Pour se lancer, Jeannette Gros adhère au syndicat du CDJA, le Centre départemental des Jeunes agriculteurs, puis elle intègre la commission féminine de la FDSEA du Doubs. En 1980, le statut de « conjointe participant aux travaux » pour les femmes est mis en place. Il donne accès à une retraite forfaitaire de 228 euros par an.
« Dans le même temps, on cotisait très peu, se souvient Jeannette Gros. Mais ça n’était pas satisfaisant. Nous avons donc entrepris de mettre en place le statut de conjointe collaboratrice pour celles qui n’étaient ni salariées, ni associées. Cela concernait 1 100 agricultrices. La plupart avaient la cinquantaine, il fallait qu’elles terminent leur carrière dans de meilleures conditions. Mais, jamais une seconde, je n’ai pensé que ce statut très critiqué aujourd’hui, serait maintenu jusqu’à nos jours. »
Le couple en question
Si le statut a évolué, les retraites des agricultrices sont restées faibles : « Il fallait non seulement oser prendre ces statuts, mais aussi lutter pour l’augmentation des retraites. Le statut ne nous enrichissait pas. Quand on est passé de « conjoint participant aux travaux » à conjointe collaboratrice, il y a eu la possibilité de racheter des points. Beaucoup de femmes l’ont fait. Certains conseillers disaient aussi : « Il ne faut pas que vous payiez trop de cotisations pour pouvoir jouer sur les investissements ».

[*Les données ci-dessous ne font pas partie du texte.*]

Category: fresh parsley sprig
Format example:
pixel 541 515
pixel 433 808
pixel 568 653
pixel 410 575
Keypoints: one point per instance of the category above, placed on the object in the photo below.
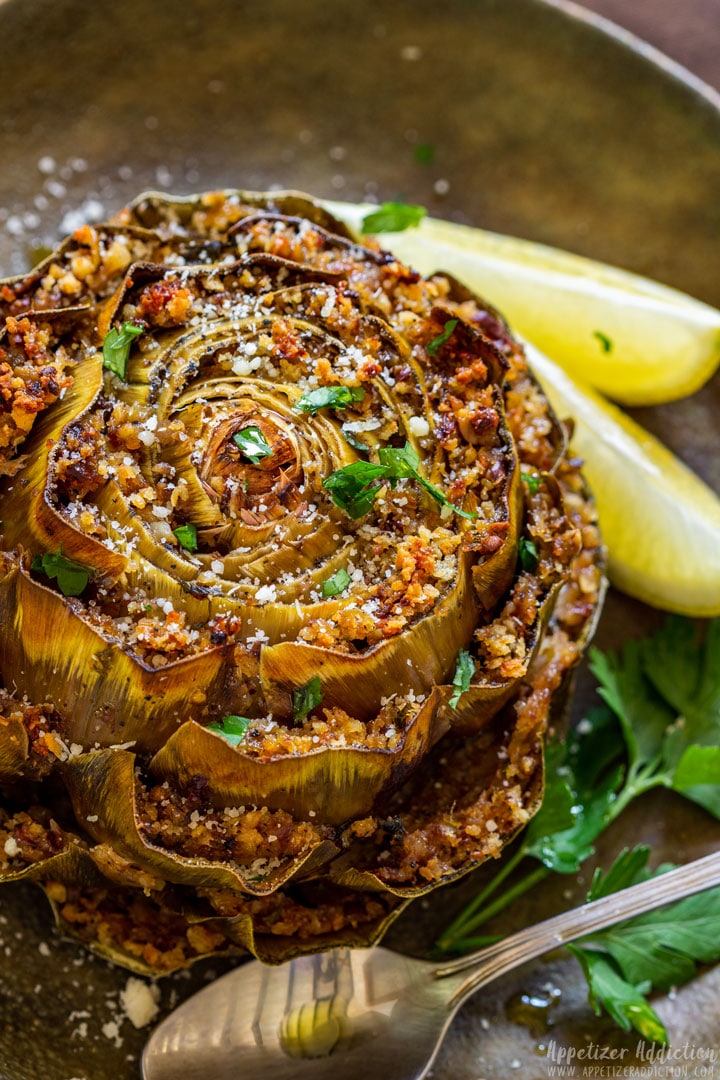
pixel 655 950
pixel 117 346
pixel 659 727
pixel 354 490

L’agricultrice a souvent servi de variable d’ajustement. Ça arrive encore. » L’ancienne présidente de la MSA s’inquiète aujourd’hui du retour des femmes sans statut sur les fermes. « On peut avancer avec d’autres idées, mais il ne faut pas retomber dans les erreurs du passé. On ne peut plus être esclave de son métier. Les agricultrices ont le droit de se former, d’avoir accès aux loisirs, d’élever leurs enfants, de souffler… Dans les lycées agricoles, on parle d’investissements, de techniques… mais jamais du statut de la femme sur l’exploitation.
Le fait d’être célibataire, mariée ou pas, change également beaucoup de choses. Avant, on reprenait une ferme à vie. Ces temps sont révolus, ils ont d’énormes conséquences. Ces sujets doivent être abordés à l’école. Ça fait partie de la formation. »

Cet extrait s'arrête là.